La fin d'un poème, le début d'un autre.
Rien ne se perd, tout se transforme...non?
Un beso.

Posté par Colo, 09 novembre 2009 à 07:26

@colo

je n'ai pas encore saisi tout le sens de ce texte
j'aime ce qu'il dit de la poésie, enfin du fait d'écrire de la poésie : "On avait gardé le silence, ensuite murmuré : on cherchait à s'approcher du bruit que fait le cœur quand on s'endort ou du battement des portes quand le vent souffle. On croyait dire et on voulait taire. Ou faire semblant de rire.

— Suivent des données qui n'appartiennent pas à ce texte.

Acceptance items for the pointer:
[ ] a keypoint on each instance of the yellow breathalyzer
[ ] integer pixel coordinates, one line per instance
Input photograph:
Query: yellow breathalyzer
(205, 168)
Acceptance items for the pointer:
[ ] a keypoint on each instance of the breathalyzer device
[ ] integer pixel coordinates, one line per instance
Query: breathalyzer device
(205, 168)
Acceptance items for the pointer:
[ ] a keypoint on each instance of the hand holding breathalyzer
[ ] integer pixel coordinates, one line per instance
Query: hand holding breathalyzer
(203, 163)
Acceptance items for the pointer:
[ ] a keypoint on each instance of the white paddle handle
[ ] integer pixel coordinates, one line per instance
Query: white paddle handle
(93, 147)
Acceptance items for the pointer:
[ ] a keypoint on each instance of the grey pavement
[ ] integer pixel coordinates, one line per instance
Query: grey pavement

On voulait surtout sortir de son corps, se répandre partout, grandir comme une ombre sur la montagne, sans se perdre, sans rien perdre."
ce passage là il m'émeut

et puis la fin du poème, je crois que c'est la fin de sa vie

belle journée à toi
bises

Posté par charivarii, 09 novembre 2009 à 09:01

"On croyait dire et on voulait taire."
Je m'arrête à cette phrase de Tardieu, sous cette cascade de couleurs en dispersion (de qui?) - commencer et recommencer, chercher les mots, dire n'a pas de fin.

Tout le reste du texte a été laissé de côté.